My early graduate work capitalized on the idea that directly demonstrating a behavior is often much easier than programming planners to embody that behavior. This research formalized a form ofimitation learning known as learning to plan by reducing it to maximum margin structured classification(Ratliff et al, 2006a link). If a planner can be characterized as minimizing a cost function over paths (e.g. A*, Dijkstra, MDP solvers), then this framework, known as maximum margin planning (MMP), dictates how that cost function can be learned. Within this work, we developed a novel subgradient-based optimization technique for solving maximum margin structured classification problems that converges fast in both theory and practice. We additionally improved generalization bounds for the batch setting and introduced the first online theory for maximum margin structured classification (Ratliff et al, 2007c link).

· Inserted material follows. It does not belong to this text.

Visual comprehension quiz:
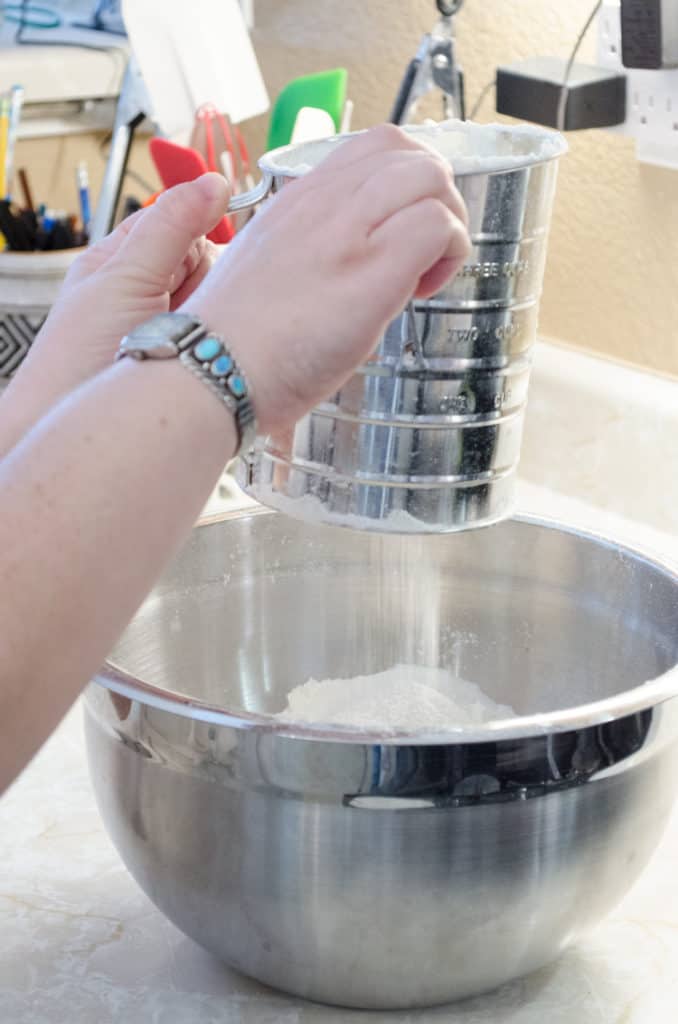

The above image sequence demonstrates a scenario depicting the type of problem solved by my early work in imitation learning. If a user draws a path between two points on a satellite image that closely follows a well defined road in the image (far left), my system analyzes this demonstration and trains an A* planner to produce plans in new satellite images that consistently follow roads (middle left). Alternatively, if a user draws a path that jumps quickly from the road into thick vegetation before clandestinely making its way to the goal under the cover of protective foliage (middle right), my system trains an A* planner to produce plans in new images that traverse covered vegetative regions en route from start to goal (far right).

Follow-up work developed nonlinear generalizations of these subgradient procedures (see below) based on gradient boosting (Ratliff, et al, 2007a link), including a novel exponentiated functional gradient descent optimization routine (Ratliff et al. 2009c link). These functional gradient optimization techniques demonstrate state-of-the-art performance in a number of application areas including:

overhead navigation, footstep prediction, grasp prediction, heuristic learning, LADAR classification, and optical character recognition.

Collectively, our functional gradient class of optimization routines is known as LEArning to seaRCH(LEARCH).

LEArning to seaRCH (LEARCH):

One of the most frequently voiced complaints against machine learning by roboticists is feature selection. Much of the theoretical machine learning work pervading the literature develops results for the linear setting. In this setting, learners operate within a predefined feature space and theoretical statements are presented relative to the best hypothesis in the space (particularly for PAC and online models). However, finding a feature space that provides a rich enough hypothesis space to result in good overall performance is often tricky.

For this reason, we developed a class of functional gradient optimization procedures known as LEArning to seaRCH (LEARCH) for solving the maximum margin planning problem. These optimization routines utilize both function spaces and hypothesis exponentiation to significantly improve the dynamic range of the learned cost functions. This class of algorithms develops around a novel optimization tool that we call functional exponentiated gradient descent. The above figure demonstrates that LEARCH algorithms can successfully learn real-world concepts using simply a collection of smoothed image as its baseline feature set. The left-most image shows an example path; the middle image shows the best performance of a linear model using this base-line feature set; and the final image shows the successful hypothesis learned using LEARCH optimization.